… mais qu’est-ce donc qu’un intellectuel ? Vaste question qu’il n’est pas inutile de demander, mais qui n’est pas non plus sûre de nous éclairer fondamentalement sur les enjeux du monde. On me pardonnera de jouer de prudence et de donner une définition plutôt large en réponse à une telle question: la nature de l’activité intellectuelle est si vaste, si variée dans son déploiement, qu’on serait bien en peine d’asséner une définition trop exclusive de qui s’en réclame!

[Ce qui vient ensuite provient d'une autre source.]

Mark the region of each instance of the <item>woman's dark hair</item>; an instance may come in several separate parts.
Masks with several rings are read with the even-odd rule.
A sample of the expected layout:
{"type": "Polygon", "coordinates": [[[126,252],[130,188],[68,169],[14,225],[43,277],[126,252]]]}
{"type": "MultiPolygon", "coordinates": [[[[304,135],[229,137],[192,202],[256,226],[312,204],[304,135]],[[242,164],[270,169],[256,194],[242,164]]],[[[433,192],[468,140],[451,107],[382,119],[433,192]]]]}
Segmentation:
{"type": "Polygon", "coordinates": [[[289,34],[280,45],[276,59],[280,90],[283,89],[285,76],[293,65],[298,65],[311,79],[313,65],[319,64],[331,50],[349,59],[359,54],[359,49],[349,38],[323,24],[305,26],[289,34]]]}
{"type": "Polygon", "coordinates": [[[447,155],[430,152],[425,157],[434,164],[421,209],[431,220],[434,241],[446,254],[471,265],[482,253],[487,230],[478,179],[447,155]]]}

Mais supposons qu’un intellectuel est quelqu’un qui fait œuvre de penser ; dont on pourrait dire que l’essentiel de l’activité, est de «penser le monde». Mais encore? Tout le monde, à bien y penser, y pense au monde!…alors qu’est-ce qui distingue l’ouvrier agricole qui réfléchit au destin des choses, penché sur la terre fumante, de l’intellectuel accrédité par l’institution, ou encore du penseur autodidacte qui agace la pensée reçue? En chacun d’eux, ne peut-on pas dire qu’il y a une vie intellectuelle? Un chemin de pensée manifeste?
Oui, sans doute!

Manifestement, penser implique de faire retour sur ce qui est déjà apparu, sur ce qui nous habite déjà, et qui ne suscite plus d’attention. Penser, c’est peut-être se pencher, à nouveau, sur ce qu’on l’on croit déjà « savoir ». C’est garder en mémoire, comme le fait le comédien avec le texte de la pièce, des phrases essentielles qui communiquent un sens qu’on croit faussement avoir épuisé à la première écoute… faites-en l’expérience! Revenez voir la même pièce, deux ou trois représentations plus tard (disons que vous êtes venus un mardi; revenez vendredi!) et écoutez de nouveau le même comédien dire les mêmes répliques au même partenaire… vous serez sans doute abasourdis par tout le sens nouveau qui sera révélé par des signes (les mots) que vous croyiez avoir déjà entendus, c’est-à-dire épuisés. Entendre de nouveau, c’est peut-être déjà « penser ». Dans la répétition, ce qui est le propre de la mémoire, surgit une différence, si minime soit-elle, et cette différence, c’est peut-être l’occasion d’un sens nouveau, d’une nouvelle perspective sur les choses et les êtres.